We often talk about our souls and our spiritual lives as if they are something separate from our bodies and the rest of life; perhaps we do that to help us remember that we have souls and need to tend to their health, or perhaps we do it to compartmentalize our lives and keep God at a distance. At times we need to give special attention to our spiritual lives because our culture makes it difficult to keep a healthy balance among the variety of human needs, but we err if we take the physical world – and our bodily experience – to be second-rate. We are inextricably connected to the physical world. Our health, both body and soul, is tied to the health of the Earth.

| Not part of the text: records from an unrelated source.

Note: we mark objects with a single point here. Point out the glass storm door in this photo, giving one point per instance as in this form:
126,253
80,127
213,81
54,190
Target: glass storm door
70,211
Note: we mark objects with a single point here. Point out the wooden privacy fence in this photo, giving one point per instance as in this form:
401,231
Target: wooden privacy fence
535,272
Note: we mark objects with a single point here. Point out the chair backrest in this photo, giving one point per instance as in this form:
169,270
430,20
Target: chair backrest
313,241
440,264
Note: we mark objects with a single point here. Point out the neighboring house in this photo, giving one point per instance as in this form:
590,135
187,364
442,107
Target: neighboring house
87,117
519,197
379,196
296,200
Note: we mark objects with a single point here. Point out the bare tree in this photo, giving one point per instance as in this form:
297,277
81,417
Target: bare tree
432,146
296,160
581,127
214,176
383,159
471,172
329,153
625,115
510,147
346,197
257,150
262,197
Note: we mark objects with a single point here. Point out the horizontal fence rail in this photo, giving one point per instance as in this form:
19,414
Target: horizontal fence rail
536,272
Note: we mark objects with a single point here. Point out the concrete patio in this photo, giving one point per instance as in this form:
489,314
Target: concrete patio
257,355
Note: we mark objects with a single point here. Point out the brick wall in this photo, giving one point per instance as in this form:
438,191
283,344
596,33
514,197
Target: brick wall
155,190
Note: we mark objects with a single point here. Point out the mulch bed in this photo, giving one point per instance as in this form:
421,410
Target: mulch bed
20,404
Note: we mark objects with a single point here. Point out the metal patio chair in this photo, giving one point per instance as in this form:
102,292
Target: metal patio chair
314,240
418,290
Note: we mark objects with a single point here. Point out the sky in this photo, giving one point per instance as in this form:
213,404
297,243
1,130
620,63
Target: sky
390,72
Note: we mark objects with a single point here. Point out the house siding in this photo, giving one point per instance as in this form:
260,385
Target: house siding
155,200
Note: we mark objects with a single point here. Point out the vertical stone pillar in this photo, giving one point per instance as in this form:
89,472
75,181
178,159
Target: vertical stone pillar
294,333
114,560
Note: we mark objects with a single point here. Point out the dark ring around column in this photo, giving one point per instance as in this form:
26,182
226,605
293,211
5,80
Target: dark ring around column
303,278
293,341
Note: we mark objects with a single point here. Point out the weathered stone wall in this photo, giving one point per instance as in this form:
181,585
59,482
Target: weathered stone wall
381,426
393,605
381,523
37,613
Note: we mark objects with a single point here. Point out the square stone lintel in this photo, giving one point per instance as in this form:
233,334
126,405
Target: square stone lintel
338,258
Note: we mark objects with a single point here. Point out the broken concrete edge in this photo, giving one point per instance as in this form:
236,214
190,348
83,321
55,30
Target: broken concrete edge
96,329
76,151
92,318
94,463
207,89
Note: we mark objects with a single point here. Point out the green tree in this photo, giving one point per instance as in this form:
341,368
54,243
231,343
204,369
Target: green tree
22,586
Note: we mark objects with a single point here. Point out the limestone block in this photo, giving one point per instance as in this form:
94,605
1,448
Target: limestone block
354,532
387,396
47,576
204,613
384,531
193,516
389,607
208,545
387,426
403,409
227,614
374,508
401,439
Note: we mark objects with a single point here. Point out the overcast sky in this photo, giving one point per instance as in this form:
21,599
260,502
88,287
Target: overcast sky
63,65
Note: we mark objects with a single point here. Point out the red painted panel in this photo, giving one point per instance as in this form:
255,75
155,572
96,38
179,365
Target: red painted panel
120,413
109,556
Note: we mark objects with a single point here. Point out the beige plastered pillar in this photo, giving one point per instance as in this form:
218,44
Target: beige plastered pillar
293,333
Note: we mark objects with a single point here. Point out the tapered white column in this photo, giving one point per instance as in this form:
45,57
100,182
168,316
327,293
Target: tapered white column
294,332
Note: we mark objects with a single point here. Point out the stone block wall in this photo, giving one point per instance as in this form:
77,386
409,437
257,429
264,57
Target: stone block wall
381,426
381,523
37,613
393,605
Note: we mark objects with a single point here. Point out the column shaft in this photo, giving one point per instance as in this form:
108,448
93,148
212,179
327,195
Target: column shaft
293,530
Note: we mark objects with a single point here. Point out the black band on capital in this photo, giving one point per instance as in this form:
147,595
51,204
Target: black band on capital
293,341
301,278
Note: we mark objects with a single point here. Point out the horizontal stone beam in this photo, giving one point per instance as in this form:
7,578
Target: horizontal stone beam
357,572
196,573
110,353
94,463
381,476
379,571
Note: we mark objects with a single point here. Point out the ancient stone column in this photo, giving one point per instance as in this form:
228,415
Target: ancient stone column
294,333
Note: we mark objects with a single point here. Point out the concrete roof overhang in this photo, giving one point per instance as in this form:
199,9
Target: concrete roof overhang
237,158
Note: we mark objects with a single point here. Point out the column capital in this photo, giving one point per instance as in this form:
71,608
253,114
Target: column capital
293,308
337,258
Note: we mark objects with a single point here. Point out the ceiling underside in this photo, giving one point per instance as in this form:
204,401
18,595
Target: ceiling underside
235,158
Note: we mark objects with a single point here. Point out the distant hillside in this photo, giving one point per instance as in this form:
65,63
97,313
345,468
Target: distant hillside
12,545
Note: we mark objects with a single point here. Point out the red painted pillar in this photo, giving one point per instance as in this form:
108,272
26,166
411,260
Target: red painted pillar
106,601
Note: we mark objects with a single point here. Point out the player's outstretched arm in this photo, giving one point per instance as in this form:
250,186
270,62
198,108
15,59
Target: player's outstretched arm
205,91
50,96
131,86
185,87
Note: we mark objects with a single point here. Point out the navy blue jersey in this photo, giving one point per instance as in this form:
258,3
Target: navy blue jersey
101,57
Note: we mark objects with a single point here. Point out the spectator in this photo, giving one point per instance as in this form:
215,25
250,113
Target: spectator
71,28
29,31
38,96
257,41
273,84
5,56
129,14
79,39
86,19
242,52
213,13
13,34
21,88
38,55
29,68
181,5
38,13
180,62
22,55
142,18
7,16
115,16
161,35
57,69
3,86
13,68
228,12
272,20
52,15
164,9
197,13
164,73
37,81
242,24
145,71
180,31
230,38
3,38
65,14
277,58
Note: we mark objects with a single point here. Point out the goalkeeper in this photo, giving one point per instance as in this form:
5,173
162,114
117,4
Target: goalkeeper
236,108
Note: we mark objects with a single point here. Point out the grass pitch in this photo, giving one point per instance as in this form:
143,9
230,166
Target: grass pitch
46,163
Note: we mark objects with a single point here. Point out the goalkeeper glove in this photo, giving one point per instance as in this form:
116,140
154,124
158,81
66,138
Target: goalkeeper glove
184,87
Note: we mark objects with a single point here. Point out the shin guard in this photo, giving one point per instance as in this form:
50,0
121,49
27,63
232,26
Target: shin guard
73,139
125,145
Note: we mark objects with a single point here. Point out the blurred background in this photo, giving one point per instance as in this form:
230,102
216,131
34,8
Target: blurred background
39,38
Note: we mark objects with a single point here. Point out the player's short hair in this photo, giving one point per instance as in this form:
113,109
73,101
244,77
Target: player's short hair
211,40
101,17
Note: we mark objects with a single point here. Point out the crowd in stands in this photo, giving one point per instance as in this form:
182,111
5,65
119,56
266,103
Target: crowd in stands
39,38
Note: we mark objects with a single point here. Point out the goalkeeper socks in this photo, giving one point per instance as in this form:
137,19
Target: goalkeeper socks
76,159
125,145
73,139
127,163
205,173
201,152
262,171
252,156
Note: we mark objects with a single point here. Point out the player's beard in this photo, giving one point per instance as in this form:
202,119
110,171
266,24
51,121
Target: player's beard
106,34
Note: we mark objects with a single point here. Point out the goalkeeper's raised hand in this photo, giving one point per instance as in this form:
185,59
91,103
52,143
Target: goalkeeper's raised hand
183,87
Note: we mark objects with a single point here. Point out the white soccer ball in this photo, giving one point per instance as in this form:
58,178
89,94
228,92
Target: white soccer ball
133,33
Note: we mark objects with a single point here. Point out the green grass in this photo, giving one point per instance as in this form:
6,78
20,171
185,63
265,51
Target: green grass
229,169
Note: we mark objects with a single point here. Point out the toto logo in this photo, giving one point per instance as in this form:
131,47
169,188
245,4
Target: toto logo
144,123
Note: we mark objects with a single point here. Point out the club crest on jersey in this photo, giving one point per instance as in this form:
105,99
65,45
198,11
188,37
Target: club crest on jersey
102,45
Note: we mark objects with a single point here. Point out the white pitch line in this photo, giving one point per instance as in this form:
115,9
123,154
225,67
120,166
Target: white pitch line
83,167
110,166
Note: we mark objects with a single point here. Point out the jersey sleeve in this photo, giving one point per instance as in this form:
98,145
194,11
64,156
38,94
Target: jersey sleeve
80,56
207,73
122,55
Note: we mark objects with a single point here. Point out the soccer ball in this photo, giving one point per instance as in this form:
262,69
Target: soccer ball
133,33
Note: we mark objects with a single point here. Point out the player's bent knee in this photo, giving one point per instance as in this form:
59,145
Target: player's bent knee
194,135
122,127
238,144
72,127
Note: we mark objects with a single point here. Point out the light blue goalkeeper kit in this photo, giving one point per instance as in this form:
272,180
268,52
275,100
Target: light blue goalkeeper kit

This year, the blizzard’s shaping of our Christmas celebrations is a reminder of our connection to the Earth. Just as the Holy Infant was born in a stable, the last place most people would have looked for the birth of the Messiah, so Christ gets born again in our hearts in unexpected places. We might expect to find the wonder of Christmas in the beautiful liturgy and music of a Midnight Mass or the joyful retelling of the story in a children’s Christmas Eve pageant, places where we have found it before, but we can also find the wonder as we look out alone on wind-driven snow. Our God came to live here among us on Earth, and so we can find God in the earthly elements of wind, cold, and snow.
We are not isolated from the world around us, and we Nebraskans are certainly not unaffected by the weather. Who we are and what we do is bound up with the natural world around us; and who we are and what we do -- and what it is like to live as a human being on this Earth -- are important to our God, who became Incarnate as a baby born in a stable in Bethlehem.